• Preparation Time : 16-20 minutes
  • Cook Time : 11-15 minutes
  • Ready In : 15 mins
  • Recipe Servings : 4

History of Indian cuisine dates back to nearly 5,000-years ago when various groups and cultures interacted with India that led to a diversity of flavors and regional cuisines.
Indian cuisine comprises a number of regional cuisines.  The diversity in soil type, climate, culture, ethnic group and occupations, these cuisines differ from each other mainly due to the use of locally available spices, herbs, vegetables, and fruits. Indian food is also influenced by religious and cultural choices and traditions.
Foreign invasions, trade relations, and colonialism had introduced certain foods to the country like potato, chilies, and breadfruit.

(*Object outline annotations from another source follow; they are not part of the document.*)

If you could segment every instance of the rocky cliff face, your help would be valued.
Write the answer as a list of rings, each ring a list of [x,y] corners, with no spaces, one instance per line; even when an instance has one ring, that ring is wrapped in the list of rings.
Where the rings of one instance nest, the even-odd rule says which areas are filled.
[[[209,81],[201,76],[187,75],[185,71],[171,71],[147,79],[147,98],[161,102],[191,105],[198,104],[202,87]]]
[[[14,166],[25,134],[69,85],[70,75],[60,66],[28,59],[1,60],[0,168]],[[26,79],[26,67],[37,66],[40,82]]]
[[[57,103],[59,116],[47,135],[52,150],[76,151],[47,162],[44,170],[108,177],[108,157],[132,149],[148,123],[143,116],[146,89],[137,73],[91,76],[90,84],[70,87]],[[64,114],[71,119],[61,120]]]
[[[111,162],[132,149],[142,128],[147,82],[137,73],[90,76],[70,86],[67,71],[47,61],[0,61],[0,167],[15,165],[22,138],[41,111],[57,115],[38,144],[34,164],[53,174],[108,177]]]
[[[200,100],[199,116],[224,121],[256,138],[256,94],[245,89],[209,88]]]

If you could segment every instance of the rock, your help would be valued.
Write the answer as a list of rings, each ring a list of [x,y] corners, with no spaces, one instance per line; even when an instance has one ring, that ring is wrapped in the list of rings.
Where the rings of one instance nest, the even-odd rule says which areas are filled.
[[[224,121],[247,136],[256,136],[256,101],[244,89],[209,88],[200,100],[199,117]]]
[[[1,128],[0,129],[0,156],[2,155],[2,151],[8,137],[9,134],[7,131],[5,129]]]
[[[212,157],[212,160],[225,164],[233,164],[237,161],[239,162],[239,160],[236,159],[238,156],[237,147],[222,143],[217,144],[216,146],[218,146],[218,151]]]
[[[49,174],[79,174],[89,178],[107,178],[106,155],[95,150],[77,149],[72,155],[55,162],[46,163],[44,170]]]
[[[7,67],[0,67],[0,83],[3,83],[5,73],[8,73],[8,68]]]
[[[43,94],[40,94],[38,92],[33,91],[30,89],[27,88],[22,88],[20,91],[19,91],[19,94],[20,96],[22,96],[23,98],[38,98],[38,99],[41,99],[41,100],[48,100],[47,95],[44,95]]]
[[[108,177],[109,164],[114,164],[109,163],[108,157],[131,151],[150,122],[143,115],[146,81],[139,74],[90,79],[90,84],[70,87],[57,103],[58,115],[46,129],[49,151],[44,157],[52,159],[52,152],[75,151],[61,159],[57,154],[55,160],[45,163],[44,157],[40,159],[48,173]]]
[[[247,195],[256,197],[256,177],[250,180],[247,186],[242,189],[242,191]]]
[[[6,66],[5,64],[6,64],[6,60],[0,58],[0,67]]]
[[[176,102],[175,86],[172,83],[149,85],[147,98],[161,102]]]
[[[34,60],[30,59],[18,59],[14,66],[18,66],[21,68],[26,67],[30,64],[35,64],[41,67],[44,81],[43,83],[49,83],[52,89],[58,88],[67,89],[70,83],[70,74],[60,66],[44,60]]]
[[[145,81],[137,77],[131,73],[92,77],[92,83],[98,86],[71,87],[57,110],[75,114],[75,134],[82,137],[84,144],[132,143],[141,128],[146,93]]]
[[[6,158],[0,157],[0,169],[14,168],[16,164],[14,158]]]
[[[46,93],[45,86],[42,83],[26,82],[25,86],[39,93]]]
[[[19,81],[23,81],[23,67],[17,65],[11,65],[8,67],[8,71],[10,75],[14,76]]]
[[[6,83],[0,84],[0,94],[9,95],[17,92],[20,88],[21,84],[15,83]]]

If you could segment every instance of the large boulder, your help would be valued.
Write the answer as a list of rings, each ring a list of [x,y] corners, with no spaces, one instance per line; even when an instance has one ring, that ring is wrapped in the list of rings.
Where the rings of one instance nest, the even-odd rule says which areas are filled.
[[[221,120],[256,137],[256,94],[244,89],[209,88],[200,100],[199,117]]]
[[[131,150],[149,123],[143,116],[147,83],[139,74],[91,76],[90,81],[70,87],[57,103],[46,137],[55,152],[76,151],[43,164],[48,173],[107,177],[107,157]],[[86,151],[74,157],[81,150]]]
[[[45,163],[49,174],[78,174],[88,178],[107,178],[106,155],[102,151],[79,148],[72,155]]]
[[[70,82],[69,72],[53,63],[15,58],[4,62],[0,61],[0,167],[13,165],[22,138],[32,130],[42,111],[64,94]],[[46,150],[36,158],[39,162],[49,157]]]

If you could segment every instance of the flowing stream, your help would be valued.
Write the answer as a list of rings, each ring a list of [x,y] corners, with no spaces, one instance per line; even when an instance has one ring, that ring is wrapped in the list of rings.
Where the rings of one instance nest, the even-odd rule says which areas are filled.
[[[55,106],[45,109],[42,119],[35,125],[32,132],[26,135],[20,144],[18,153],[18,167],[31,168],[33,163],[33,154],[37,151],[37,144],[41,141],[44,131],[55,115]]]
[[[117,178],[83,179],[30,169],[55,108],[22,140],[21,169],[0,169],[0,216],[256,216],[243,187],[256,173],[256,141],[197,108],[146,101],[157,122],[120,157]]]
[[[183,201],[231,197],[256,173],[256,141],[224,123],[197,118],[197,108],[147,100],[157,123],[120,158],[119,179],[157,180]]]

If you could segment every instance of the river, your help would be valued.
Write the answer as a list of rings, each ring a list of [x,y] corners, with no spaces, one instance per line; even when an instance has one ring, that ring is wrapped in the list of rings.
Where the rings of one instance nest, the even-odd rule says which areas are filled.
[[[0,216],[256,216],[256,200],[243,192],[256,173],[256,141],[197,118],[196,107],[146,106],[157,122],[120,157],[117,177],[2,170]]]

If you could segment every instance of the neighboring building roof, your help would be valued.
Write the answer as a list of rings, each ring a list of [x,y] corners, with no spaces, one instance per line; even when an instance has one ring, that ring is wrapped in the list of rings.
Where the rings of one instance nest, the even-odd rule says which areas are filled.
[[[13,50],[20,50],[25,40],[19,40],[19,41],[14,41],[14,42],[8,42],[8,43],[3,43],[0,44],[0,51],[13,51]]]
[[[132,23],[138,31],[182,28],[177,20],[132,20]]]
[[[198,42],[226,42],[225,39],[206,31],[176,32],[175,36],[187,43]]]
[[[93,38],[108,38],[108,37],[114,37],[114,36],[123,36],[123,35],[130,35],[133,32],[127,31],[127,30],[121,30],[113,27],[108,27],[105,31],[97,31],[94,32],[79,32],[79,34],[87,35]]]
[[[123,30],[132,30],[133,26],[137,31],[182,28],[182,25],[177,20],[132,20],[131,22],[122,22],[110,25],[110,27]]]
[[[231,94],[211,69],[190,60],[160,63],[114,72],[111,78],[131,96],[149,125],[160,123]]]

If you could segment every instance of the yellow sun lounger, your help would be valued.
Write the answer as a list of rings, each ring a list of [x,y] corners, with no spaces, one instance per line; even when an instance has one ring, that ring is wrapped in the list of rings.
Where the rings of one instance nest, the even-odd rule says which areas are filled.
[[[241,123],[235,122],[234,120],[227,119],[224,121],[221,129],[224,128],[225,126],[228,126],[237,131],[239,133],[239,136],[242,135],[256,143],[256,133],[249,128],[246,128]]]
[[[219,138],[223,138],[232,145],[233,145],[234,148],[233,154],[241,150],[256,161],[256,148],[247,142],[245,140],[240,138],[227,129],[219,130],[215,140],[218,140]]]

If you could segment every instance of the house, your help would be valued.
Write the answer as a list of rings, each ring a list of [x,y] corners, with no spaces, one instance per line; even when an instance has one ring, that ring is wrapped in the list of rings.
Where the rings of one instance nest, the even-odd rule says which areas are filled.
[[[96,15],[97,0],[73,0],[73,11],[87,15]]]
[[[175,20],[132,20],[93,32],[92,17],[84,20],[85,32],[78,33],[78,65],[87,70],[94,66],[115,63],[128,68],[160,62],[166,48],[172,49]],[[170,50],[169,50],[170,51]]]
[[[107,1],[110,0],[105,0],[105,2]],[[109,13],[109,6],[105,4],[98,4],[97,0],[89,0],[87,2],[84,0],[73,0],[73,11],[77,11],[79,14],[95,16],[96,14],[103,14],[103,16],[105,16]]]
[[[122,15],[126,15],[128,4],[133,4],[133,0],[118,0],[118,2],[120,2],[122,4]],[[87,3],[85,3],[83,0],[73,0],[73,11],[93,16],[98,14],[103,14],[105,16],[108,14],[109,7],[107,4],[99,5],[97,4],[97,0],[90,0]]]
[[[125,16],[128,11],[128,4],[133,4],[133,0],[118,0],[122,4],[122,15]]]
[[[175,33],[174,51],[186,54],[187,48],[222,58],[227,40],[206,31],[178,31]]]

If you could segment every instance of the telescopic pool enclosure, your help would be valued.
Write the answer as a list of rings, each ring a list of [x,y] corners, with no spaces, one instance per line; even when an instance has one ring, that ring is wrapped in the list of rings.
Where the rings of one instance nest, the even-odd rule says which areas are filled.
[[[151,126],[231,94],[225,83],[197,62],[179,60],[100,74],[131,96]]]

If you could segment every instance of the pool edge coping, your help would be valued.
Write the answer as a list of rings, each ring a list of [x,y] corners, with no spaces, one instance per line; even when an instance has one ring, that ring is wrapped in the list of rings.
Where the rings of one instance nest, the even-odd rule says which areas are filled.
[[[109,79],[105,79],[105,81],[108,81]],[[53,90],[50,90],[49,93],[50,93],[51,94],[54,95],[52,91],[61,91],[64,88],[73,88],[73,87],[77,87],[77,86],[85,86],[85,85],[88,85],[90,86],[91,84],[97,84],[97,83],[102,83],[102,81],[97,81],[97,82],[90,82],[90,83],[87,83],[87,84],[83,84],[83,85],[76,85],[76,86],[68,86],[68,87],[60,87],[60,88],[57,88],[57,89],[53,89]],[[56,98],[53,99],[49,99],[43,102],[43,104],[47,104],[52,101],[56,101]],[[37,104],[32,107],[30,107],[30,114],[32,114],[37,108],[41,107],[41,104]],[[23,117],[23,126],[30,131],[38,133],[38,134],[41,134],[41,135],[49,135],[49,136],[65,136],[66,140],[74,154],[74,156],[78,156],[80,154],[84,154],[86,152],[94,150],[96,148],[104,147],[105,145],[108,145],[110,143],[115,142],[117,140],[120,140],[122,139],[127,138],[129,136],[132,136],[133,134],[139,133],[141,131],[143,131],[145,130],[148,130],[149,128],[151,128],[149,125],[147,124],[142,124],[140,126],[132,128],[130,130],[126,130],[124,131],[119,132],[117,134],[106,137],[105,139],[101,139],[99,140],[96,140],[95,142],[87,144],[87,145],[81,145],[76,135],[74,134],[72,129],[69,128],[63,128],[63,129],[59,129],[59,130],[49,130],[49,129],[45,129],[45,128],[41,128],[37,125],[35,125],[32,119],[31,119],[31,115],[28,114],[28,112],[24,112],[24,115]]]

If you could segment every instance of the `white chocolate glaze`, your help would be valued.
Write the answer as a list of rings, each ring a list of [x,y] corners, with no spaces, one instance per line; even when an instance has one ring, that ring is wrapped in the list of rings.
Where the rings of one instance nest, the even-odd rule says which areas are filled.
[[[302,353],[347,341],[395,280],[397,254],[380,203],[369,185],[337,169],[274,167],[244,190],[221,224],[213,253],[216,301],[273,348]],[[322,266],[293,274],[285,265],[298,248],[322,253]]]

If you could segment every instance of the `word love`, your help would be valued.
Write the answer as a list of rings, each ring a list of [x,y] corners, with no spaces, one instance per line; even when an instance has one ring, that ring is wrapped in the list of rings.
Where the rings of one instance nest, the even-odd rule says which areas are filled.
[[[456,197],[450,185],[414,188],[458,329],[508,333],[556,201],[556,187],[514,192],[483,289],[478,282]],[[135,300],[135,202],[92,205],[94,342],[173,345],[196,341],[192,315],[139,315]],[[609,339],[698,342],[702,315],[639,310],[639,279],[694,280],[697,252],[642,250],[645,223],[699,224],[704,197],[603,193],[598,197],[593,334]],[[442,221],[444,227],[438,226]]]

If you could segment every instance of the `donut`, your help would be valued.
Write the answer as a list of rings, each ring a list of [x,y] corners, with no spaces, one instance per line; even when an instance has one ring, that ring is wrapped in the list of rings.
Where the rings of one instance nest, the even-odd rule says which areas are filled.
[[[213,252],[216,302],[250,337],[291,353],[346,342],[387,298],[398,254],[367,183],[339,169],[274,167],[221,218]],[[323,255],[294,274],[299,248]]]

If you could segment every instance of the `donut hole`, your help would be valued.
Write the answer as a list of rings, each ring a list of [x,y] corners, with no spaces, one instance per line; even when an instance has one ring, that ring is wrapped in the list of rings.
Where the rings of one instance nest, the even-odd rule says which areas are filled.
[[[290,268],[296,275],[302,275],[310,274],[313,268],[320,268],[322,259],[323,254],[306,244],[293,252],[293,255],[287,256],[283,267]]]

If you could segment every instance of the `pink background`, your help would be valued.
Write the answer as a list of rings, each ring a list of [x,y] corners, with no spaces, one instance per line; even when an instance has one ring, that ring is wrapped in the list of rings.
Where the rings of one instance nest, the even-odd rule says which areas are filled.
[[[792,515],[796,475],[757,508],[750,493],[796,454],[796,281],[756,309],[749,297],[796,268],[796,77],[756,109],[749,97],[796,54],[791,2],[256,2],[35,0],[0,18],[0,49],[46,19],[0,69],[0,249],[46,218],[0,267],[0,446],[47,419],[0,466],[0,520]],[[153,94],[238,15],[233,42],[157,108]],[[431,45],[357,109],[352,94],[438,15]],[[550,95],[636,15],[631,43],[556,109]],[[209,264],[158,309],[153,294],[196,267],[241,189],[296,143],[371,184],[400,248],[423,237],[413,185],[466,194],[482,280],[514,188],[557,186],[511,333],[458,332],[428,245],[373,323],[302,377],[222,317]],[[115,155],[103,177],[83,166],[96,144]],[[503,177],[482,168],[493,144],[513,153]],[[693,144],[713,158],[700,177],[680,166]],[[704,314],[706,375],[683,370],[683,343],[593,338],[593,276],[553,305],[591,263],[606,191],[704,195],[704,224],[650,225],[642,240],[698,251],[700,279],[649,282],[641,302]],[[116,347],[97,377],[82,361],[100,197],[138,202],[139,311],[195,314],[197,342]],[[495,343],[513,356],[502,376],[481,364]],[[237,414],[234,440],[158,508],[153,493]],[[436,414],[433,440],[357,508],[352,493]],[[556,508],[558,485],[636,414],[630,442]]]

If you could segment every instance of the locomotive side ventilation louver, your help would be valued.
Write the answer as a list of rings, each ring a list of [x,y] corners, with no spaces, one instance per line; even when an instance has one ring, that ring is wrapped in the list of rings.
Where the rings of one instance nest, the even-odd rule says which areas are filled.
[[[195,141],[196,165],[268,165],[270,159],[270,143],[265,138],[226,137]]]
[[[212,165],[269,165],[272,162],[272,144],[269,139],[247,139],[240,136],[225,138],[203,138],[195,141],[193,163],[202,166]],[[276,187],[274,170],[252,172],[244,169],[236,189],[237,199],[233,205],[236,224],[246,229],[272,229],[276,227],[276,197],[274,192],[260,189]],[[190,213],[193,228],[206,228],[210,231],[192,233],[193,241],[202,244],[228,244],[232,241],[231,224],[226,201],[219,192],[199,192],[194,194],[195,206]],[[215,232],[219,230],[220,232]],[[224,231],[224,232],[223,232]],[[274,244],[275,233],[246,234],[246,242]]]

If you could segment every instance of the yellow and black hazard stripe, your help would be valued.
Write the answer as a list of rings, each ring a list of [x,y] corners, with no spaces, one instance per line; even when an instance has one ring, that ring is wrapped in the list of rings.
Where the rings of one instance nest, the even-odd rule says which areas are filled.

  • Onions sliced 4-5 medium
  • Gram flour (besan) 3/4 cup
  • Salt to taste
  • Oil for deep-frying
  • Red chili powder 1 1/2 teaspoons
  • Turmeric powder 1/4 teaspoon
  • Coriander powder 1 teaspoon
  • Cumin powder 1/2 teaspoon
  • Carom seeds (ajwain) 1/2 teaspoon
  • Fresh coriander leaves 2 tablespoons
  • Rice flour 3 tablespoons
  • Green chilies 2-3
  • Chaat masala 1 teaspoon

Method/ Directions

Step 1

Take onions in a bowl. Add salt, mix well and set aside for 10-15 minutes.

Step 2

Heat sufficient oil in a kadai.

Step 3

Add chili powder, turmeric powder, coriander powder, cumin powder, carom seeds and chopped coriander and mix well.Add gram flour and rice flour, mix well.

Step 4

Drop small portions of the onion mixture in the hot oil and deep-fry till golden and crisp. Drain on absorbent paper.

Step 5

Slit green chilies and deep-fry in the same oil. Drain on absorbent paper.

Step 6

Sprinkle chaat masala on bhajiyas and mix well.

Step 7

Sprinkle salt on fried chilies.

Step 8

Serve hotbhajiyas with fried chilies.